To derive the formula for \(C(\ell, k)\), we first recall that the number of ways to partition \(n\) elements into \(k\) non-empty sets is known as the Stirling number of the second kind and is denoted by \(\tiny\bigg\{%
\begin{matrix}
n \\
k
\end{matrix}
\bigg\} \)^{313}. It can be computed using the formula

\[\begin{equation*} \bigg\{% \begin{matrix} n \\ k \end{matrix} \bigg\} = \frac{1}{k!}\sum_{i=0}^k(-1)^i\bigg( \begin{matrix} k \\ i \end{matrix} \bigg) (k-i)^n \end{equation*}\]
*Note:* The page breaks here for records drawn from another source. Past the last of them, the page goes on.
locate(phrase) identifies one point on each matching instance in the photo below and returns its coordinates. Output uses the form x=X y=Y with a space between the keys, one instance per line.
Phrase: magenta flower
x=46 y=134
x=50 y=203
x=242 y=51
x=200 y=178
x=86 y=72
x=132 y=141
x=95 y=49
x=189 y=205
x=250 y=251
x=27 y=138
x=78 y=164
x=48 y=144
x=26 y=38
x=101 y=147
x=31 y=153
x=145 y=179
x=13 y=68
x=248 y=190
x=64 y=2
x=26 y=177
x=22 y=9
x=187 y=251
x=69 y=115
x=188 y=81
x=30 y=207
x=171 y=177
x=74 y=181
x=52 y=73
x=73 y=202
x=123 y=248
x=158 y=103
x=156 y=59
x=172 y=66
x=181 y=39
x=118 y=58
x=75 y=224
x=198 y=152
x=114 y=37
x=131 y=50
Let \(j\) be the number of the \(i(\ell)\) \(\ell\)-mers that are assigned to \(S_0\). Note this does not include the \(\ell\)-mers that are self-complementary that are forced to be in \(S_0\). Let \(C(\ell,k,j)\) be the number of ways that \(i(\ell)\) \(\ell\)-mers can be partitioned into \(k+1\) sets \(S_0, \ldots, S_k\), such that \(j\) of the \(\ell\)-mers go into \(|S_0|\) and \(S_1, \ldots, S_k\) to are non-empty. We need to consider several cases depending on the value of \(j\):

In the case that \(j = 0\), we are partitioning the \(i(\ell)\) inputs among non-empty sets \(S_1, \ldots, S_k\). Then \(C(\ell, k,j) = \tiny{\bigg\{% \begin{matrix} i(\ell) \\ k \end{matrix} \bigg\} }\).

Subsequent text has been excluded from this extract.